Greg Park:Generally, entities that operate in these kinds of conditions have a lot of alarming on the things that they say they should be checking. Dryers, adequate functioning of heaters and heat tracing. A lot of that is alarmed. If you operate a system in cold weather, that is an active alarm that the system operators are already aware of if there's a failure of that equipment. What they're really saying is go do some PM before it gets cold out. Make sure somebody in that switch yard goes out, opens the cabinets up, looks for leaks, make sure that everything is functional that's supposed to be functional, and it's just good utility practice to do that. If you do have the alarming of these types on your breakers, it is not just a nuisance alarm. If you get a tank heater failure or a cabinet heater failure in a breaker in cold weather, that's different than if you get a tank heater in the middle of the summer, if you get a heater alarm in the middle of the summer. In the middle of summer, that's probably a nuisance alarm. In the middle of winter, you probably should be considering that one of your most urgent alarms and making sure you get somebody dispatched to that facility to troubleshoot what's going on in that breaker.

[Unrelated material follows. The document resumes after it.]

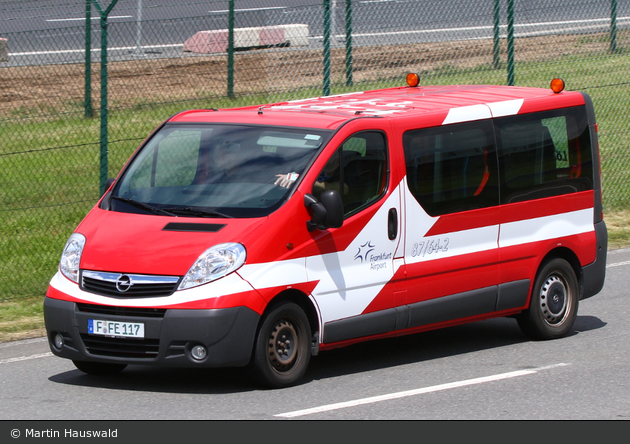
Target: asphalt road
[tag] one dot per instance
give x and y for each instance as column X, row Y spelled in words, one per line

Chris Sakr:Mind your alarms during cold weather conditions and make sure someone goes out to check field equipment before it gets too cold. And then there's of course a situational awareness component, but not just your immediate awareness of the immediate setting.

Greg Park:Being aware of where your facilities are at and the conditions that they might be experiencing when you're sitting in a control center 350 miles away is pretty important. Not everybody has that situational awareness. Most experienced operators know that, hey, that thing's sitting on the side of a mountain, and it gets really cold, and there's a lot of wind up there.

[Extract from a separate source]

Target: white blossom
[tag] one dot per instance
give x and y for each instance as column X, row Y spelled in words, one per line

Chris Sakr:The wide scope, like taking in all the variables across many, many miles, hundreds of miles. It doesn't necessarily look and feel there how it is here.

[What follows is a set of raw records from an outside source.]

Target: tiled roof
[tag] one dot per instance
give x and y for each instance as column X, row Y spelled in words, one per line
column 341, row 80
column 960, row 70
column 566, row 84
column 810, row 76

Greg Park:Yeah, and when you're a system operator in a control center, one display looks the same as another display. The experienced guys know that there's something unique about that substation, that switch yard, that's not the same as where you're working.

Chris Sakr:You can protect for the human component. Pay attention to the equipment, to your alarms, to maintenance. You can understand how it's all knitted together, how it's supposed to work, and how it's built to bounce back from catastrophe. You can be as acutely aware as possible, but sometimes even in the best and most well managed of scenarios, things still go wonky, and that's a yard stick for operational skill. Things can definitely go wrong when you've planned for them to, but are you ready for them to go wrong when you haven't? Because Greg reminds us that planning, maintenance and ratings aside, some things are just fundamentally true.

Greg Park:Cold weather is not normal operations. We have equipment failures that will only occur when it's cold, and if you read these cold weather breaker issues, you know you have belts and seals and sludged hydraulic fluid and all these things. Ice in gas ports and all these things that in a 70 degree day don't occur. So, the lesson learned for these other breaker issues for system operators is probably more for a new system operator than an experienced system operator. Most experienced system operators that work in cold weather environments have seen just about every one of these things occur. But for new system operators, understand that weather has an impact on mechanical equipment. If it's really cold out, you might see failures that you don't normally see. Warm breakers are happy breakers.